As a next step, the TETON trials started focusing on patients with FVC ≥45% predicted, if on background pirfenidone or nintedanib for IPF, stable dose for at least 30 days prior to baseline and HRCT done within the last 12 months. In this cohort, two trials are ongoing: TETON-1 (patients from the US and Canada and TETON-2 (outside the US/Canada). Data from TETON-2 presented at ERS 2025 showed a statistically significant slowing of FVC decline over 52 weeks in IPF patients treated with inhaled treprostinil. TETON-1 study is also close to being finished.
Additionally, there is another trial, TETON-PPF, that is focusing on progressive pulmonary fibrosis.
These studies may position inhaled treprostinil as an additional antifibrotic therapy pending final results.

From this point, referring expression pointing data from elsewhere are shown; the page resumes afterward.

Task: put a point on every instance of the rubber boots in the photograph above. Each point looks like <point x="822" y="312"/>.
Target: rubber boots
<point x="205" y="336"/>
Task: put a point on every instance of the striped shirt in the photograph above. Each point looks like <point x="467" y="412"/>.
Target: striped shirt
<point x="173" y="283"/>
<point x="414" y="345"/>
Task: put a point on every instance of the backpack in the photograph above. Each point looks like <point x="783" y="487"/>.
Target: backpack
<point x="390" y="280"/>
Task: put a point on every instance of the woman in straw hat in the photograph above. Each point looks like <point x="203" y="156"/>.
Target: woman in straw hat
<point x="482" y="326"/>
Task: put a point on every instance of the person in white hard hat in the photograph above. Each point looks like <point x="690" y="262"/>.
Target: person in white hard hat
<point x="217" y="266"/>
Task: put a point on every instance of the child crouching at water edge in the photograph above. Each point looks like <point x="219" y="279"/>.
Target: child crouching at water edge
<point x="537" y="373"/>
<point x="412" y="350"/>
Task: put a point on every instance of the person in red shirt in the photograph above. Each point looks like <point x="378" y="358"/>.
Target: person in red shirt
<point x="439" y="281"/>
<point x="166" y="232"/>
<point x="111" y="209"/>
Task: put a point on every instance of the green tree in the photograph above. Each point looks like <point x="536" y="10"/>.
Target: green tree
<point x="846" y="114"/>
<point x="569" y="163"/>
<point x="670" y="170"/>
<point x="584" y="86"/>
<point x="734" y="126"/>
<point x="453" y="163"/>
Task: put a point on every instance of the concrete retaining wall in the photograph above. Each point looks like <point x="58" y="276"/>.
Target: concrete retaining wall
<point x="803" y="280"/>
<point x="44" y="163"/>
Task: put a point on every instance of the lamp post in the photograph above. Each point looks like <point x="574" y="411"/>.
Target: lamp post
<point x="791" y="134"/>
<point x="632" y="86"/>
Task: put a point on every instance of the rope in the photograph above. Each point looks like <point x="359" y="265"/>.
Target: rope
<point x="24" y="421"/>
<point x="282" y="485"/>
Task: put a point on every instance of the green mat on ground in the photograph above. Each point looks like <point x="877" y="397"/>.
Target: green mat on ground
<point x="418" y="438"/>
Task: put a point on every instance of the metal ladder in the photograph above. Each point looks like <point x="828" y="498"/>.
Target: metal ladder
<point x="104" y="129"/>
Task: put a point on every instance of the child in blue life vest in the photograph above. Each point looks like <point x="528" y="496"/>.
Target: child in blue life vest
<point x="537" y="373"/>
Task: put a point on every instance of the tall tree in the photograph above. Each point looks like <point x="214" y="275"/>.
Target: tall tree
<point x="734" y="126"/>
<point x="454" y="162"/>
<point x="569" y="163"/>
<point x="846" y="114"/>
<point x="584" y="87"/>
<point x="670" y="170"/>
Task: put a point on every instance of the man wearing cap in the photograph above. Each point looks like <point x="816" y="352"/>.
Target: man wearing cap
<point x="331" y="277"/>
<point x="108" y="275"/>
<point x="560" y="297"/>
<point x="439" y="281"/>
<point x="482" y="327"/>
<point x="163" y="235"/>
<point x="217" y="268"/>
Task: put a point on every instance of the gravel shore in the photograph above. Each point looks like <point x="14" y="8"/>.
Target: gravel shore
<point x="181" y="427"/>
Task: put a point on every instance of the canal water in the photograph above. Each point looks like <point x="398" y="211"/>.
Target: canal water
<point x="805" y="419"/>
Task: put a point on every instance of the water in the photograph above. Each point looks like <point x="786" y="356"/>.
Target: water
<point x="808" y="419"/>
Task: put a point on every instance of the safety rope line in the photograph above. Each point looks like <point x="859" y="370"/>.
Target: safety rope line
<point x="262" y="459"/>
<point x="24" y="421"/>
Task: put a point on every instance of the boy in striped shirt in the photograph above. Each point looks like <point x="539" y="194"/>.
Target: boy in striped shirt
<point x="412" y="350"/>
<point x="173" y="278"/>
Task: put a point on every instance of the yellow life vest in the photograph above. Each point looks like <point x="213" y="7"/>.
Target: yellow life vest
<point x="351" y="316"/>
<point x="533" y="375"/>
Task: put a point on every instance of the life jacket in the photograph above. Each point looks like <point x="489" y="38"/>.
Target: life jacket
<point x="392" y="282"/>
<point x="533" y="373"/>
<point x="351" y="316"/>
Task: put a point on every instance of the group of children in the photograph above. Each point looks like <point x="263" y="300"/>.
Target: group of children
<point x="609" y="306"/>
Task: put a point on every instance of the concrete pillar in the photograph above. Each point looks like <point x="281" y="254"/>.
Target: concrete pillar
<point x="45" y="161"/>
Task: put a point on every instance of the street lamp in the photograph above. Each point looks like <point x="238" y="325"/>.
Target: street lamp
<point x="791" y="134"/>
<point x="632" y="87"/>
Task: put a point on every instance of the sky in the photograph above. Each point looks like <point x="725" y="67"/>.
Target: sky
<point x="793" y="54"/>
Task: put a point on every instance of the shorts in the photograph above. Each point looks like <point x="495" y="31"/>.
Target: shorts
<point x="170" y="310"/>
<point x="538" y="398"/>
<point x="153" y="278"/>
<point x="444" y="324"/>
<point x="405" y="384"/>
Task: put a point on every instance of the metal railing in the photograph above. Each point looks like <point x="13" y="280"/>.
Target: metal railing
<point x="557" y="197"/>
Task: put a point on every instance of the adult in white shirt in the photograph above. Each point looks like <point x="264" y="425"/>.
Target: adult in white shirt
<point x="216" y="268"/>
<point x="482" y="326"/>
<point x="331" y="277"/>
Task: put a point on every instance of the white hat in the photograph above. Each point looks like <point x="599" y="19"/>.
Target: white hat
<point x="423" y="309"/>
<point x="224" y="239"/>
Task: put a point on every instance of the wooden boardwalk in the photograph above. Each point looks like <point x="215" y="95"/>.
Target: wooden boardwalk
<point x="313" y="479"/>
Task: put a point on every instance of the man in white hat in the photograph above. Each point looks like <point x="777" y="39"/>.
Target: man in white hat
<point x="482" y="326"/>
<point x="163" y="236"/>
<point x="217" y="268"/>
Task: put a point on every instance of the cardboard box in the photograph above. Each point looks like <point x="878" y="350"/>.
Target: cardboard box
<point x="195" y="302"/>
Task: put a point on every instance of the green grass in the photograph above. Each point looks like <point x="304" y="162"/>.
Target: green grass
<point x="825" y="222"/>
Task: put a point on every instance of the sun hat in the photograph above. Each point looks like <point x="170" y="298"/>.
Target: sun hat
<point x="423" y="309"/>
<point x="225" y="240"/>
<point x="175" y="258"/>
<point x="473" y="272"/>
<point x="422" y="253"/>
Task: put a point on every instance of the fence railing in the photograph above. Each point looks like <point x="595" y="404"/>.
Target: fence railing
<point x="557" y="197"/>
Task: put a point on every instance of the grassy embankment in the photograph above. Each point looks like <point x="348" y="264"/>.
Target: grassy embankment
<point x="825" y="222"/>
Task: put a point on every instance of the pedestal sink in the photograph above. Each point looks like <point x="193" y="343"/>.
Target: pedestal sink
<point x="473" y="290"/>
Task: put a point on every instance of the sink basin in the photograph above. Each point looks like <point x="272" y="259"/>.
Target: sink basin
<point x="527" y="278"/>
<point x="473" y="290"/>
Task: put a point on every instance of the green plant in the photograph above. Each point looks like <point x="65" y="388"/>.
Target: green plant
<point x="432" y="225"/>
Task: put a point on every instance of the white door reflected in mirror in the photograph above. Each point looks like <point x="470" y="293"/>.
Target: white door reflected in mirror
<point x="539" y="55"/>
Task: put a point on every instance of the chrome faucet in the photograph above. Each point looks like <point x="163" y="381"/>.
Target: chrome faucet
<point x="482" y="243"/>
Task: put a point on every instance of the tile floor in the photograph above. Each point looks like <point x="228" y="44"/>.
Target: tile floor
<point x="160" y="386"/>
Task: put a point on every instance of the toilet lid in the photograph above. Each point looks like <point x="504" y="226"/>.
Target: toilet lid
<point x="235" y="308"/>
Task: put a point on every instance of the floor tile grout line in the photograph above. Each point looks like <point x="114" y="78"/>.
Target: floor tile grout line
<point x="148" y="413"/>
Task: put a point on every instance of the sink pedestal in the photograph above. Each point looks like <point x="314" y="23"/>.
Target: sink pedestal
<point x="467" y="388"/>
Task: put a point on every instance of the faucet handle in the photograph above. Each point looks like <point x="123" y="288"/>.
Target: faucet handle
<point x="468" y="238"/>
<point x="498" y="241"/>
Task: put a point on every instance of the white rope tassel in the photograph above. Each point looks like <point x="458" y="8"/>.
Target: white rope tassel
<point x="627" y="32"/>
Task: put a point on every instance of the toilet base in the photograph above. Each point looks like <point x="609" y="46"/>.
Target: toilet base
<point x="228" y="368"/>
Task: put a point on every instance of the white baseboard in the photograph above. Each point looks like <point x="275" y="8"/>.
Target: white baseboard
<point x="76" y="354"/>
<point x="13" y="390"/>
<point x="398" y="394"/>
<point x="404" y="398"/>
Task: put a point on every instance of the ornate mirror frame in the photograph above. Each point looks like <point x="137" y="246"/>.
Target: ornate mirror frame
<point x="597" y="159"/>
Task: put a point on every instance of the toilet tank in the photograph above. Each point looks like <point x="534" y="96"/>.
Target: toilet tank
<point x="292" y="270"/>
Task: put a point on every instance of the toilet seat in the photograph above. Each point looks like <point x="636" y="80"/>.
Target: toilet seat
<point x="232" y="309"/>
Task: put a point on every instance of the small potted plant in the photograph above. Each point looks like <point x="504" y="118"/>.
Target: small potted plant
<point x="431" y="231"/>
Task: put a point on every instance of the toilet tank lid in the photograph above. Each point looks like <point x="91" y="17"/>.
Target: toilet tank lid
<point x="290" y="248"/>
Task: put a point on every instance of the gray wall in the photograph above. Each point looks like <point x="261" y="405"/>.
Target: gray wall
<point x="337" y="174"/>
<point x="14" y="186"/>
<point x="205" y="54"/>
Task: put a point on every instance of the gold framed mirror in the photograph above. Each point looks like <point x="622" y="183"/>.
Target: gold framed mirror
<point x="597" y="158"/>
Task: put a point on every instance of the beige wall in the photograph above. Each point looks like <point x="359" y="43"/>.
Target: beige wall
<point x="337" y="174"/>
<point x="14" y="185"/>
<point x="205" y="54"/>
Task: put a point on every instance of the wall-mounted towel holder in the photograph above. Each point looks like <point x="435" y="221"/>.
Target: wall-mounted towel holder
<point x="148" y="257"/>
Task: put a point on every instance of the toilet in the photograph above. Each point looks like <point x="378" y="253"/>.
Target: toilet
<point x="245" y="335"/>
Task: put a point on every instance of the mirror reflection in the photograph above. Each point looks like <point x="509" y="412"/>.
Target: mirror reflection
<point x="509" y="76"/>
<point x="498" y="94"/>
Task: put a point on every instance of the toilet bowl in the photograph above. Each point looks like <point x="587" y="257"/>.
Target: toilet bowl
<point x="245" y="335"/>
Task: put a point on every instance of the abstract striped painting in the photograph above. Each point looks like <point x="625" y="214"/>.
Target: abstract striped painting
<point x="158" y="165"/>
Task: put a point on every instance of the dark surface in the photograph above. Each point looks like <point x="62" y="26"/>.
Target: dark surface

3. Additional Phase 2 Agents in Development
Multiple phase 2 studies have completed or are ongoing, with several demonstrating positive early results. Examples include:
- CAL101: anti–S100A4 monoclonal antibody targeting the DAMP protein.
- MTX-463: anti-WISP1 antibody designed to neutralize WISP1-mediated fibrotic signaling.
- Ifetroban: oral thromboxane-prostanoid receptor (TPr) antagonist
- Bersiporocin: oral Prolyl-tRNA Synthetase (PRS) inhibitor
- Deupirfenidone: enhanced pirfenidone analogue (deuterated pirfenidone) for higher plasma exposure
- CC-90001: oral c-Jun N-terminal kinase 1 (JNK) inhibitor.
- Buloxibutid: angiotensin II receptor agonist, promoting tissue repair.
- Vixarelimab: monoclonal antibody targeting oncostatin M receptor-beta (OSMRβ)
These investigational agents target diverse pathways, offering hope for more personalised and mechanistically precise treatments in the future.
Conclusion
The therapeutic landscape for pulmonary fibrosis is evolving at unprecedented speed. Alongside FDA-approved antifibrotics, numerous agents are advancing through clinical development, targeting multiple mechanistic checkpoints in the fibrotic cascade. For patients like Mr. Rice, this means deeper hope, more options, and a future in which personalised antifibrotic therapy may yield even better outcomes.
Clinicians should be ready to guide patients through available treatments, emerging opportunities, and the importance of persistence in therapy as the field continues to expand.
Content is accurate as of the date of release on 6 January 2026.